Na praça Pedro IV, a calçada foi ocupada por várias centenas de estudantes do ensino superior, a paisagem preenchida por cartazes e o ar encheu-se de gritos reivindicativos: “A educação é um direito, sem ela nada feito", é uma das mensagens que os estudantes entoam repetidamente.
O protesto partiu de um manifesto da associação de estudantes da Faculdade de Ciências Sociais e Humanas da Universidade Nova de Lisboa e subscrito pela Federação Académica de Lisboa e por associações de estudantes de outras 12 instituições em Lisboa, Porto e Caldas da Rainha. As reivindicações são antigas, como comprovam os cânticos sabidos na ponta da língua, que vão ser repetidos ao longo das ruas de Lisboa até à Assembleia da República, o destino final desta e de outra manifestação que reúne no Terreiro do Paço outros tantos estudantes.
Caberá à cientista Elvira Fortunato ouvir estas vozes. Será ela a ministra da Ciência, Tecnologia e Ensino Superior, no primeiro governo partidário em Portugal, numa altura em que os rácios de homens e mulheres na academia se afastam da realidade de 1962.
A presidente do Sindicato Nacional do Ensino Superior (SNESUP), Mariana Gaio Alves, disse hoje à Lusa que "a expectativa é grande, fundamentalmente de que a mudança de ministro signifique mudança de políticas do ministério". Entre o que "ficou por concretizar" da política para a ciência e ensino superior dos dois anteriores governos, em que Manuel Heitor foi ministro, Mariana Gaio Alves apontou "a regulamentação para o ensino superior privado, os estatutos das carreiras docentes das universidades e politécnicos".
"Há dificuldade em estabilizar os investigadores e por vezes é preciso um tempo longo para haver investigação com resultados", indicou a presidente do SNESUP, referindo que "a esmagadora maioria" dos investigadores está a prazo.
A presidente da Associação dos Bolseiros de Investigação Científica (ABIC), Bárbara Carvalho, disse à Lusa que "mais do que a nomeação da professora Elvira Fortunato, o importante é que tipo de políticas públicas serão seguidas". "A luta da ABIC é o combate à precariedade, a integração dos investigadores nas carreiras, a dignificação das carreiras e o fim da ciência a prazo, que prevalece enquanto cultura", afirmou.
Bárbara Carvalho admitiu que o programa do novo governo deverá ser de continuidade, mas a ABIC "espera que o novo ministério tenha como prioridade essas reivindicações", sobretudo "a revogação do estatuto do bolseiro e a substituição das bolsas por contratos de trabalho".
Para os reitores, o nome é uma surpresa — mas boa.
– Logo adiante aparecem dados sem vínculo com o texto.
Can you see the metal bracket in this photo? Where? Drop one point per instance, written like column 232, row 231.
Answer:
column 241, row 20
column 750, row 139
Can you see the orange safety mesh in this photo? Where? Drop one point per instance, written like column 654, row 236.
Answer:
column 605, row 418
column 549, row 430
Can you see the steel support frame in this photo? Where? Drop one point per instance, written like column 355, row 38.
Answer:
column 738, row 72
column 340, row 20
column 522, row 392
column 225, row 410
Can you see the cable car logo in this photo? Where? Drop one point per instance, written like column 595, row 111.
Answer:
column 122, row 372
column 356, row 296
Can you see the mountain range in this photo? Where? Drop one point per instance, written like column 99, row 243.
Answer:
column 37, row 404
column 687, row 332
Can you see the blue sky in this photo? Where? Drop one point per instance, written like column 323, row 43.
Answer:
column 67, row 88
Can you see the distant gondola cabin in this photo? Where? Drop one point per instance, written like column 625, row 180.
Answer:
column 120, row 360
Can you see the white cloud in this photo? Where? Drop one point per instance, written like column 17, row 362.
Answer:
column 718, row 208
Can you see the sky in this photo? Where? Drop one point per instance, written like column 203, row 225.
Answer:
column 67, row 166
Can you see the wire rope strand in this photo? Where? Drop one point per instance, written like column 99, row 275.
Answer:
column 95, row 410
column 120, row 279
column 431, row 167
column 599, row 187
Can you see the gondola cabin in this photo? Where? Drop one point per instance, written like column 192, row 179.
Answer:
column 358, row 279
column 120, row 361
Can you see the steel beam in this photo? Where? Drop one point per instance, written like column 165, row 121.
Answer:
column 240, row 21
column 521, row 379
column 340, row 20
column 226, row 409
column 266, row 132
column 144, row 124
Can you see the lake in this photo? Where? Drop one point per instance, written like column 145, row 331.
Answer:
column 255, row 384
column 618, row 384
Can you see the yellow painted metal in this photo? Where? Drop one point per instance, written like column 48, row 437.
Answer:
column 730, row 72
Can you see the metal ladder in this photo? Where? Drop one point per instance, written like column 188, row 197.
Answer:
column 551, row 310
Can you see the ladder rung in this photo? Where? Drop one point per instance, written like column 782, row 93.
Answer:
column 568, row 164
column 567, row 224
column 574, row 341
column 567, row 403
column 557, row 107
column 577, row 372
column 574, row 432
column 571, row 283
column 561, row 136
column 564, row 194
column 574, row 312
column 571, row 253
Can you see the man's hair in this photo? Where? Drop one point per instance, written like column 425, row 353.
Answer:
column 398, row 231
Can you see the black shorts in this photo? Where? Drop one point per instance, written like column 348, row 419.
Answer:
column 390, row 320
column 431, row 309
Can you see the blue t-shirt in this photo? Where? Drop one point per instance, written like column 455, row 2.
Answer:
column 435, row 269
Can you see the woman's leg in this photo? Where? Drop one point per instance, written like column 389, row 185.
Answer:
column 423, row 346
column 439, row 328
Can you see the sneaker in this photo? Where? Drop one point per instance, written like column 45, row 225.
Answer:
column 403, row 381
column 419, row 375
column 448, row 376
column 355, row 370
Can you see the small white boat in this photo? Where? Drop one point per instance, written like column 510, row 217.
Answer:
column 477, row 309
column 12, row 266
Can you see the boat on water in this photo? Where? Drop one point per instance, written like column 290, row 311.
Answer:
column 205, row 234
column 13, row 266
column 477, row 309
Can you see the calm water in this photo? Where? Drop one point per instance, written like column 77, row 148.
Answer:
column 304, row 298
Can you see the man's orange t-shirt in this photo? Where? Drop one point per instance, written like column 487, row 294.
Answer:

Em declarações à agência Lusa, o presidente do Conselho de Reitores das Universidades Portuguesas (CRUP), António de Sousa Pereira, disse que o objetivo é “trabalhar em conjunto por um Ensino Superior que contribua para desenvolver o país”.
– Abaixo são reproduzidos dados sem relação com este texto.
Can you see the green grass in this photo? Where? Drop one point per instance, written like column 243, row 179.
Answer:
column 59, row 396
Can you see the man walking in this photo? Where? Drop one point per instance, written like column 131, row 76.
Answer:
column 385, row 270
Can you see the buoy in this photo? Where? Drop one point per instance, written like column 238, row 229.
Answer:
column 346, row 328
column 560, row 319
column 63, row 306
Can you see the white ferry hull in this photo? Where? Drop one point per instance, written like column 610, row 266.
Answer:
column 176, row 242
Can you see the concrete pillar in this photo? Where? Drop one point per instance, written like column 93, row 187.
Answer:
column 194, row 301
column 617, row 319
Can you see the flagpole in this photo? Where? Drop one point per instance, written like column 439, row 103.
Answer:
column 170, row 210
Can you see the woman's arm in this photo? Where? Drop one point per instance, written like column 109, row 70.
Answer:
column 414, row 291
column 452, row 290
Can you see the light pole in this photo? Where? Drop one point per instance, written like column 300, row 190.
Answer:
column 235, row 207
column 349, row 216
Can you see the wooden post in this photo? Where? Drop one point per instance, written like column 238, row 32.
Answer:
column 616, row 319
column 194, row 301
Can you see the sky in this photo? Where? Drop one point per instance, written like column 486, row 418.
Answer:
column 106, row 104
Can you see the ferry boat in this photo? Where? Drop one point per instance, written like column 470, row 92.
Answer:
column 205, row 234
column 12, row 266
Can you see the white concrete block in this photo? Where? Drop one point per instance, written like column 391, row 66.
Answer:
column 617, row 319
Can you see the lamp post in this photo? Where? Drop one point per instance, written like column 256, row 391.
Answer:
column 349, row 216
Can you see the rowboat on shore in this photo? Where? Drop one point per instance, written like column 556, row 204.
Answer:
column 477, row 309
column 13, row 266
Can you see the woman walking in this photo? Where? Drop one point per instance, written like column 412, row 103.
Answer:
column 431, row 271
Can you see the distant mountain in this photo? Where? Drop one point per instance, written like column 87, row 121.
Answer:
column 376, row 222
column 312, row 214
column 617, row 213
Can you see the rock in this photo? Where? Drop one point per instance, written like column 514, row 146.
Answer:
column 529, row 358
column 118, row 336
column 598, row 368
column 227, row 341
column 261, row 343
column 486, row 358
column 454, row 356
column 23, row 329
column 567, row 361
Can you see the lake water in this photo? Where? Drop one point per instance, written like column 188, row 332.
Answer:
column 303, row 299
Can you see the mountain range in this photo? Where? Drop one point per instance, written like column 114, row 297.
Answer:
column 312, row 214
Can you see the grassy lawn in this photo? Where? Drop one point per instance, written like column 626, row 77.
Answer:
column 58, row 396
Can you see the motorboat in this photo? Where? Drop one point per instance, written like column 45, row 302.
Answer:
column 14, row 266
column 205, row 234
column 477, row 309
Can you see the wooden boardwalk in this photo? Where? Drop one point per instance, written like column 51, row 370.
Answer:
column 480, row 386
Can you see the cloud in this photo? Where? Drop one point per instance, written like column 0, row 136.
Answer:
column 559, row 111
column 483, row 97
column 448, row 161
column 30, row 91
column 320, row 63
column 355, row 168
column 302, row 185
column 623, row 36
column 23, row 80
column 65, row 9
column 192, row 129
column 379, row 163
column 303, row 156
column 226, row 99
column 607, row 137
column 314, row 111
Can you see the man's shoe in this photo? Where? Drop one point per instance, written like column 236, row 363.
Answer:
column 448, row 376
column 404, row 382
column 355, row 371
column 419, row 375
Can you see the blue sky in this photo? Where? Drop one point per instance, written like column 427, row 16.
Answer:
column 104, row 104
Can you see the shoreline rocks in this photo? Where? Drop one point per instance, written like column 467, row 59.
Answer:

“É uma escolha surpreendente na medida em que não é um político que é escolhido para o lugar, mas acho que é uma lufada de ar fresco. A professora Elvira Fortunato vai constituir uma equipa para assessorar o exercício das funções e nós cá estaremos para ser parte da solução e não do problema”. Afinal, Elvira Fortunato “tem um conhecimento ímpar da situação da Ciência em Portugal”, pelo que “pode ter um contributo absolutamente decisivo e diferenciador”.
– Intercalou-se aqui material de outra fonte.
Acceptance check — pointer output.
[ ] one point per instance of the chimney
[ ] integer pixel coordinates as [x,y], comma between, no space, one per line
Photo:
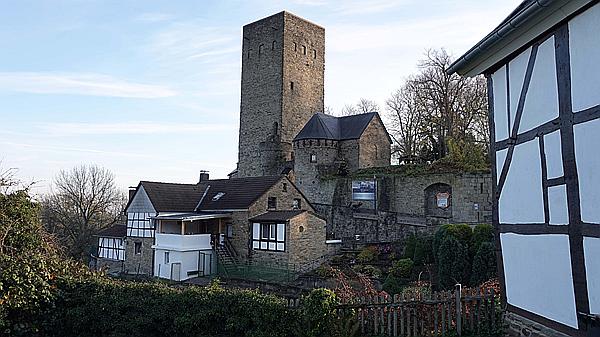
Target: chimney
[203,176]
[132,190]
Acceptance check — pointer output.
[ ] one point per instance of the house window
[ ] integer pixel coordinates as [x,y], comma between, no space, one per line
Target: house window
[272,203]
[268,236]
[111,248]
[297,203]
[137,248]
[140,225]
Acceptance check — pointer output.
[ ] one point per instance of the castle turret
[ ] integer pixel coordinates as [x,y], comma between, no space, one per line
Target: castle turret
[283,60]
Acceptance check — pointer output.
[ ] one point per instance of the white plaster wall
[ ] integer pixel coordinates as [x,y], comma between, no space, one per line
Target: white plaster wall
[521,199]
[541,102]
[557,202]
[517,69]
[188,260]
[500,114]
[591,249]
[537,271]
[584,45]
[500,158]
[587,155]
[553,151]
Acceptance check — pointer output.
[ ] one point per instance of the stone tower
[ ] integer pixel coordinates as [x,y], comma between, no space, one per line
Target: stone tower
[283,65]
“[Esta escolha] pode representar uma rutura com aquilo que era o passado recente, e pode ser um ponto muito importante para que se tomem medidas que sejam também de rutura com o passado e que permitam resolver alguns dos problemas que o setor enfrente desde há muitos anos”, referiu o também reitor da Universidade do Porto.
“Em boa verdade os níveis de financiamento anteriores à ‘troika’ nunca chegaram a ser repostos no Ensino Superior e sem haver essa reposição andamos todos a discutir a repartição de um bolo que não chega. É uma questão que gera sempre alguma tensão”, comentou António de Sousa Pereira. “Se queremos ser um país competitivo, se queremos ter inovação que nos aproxime da média europeia e que faça com que Portugal produza cada vez mais produtos de valor acrescentado isto implica investir não só em ciência, mas no Ensino Superior como um todo”, frisou.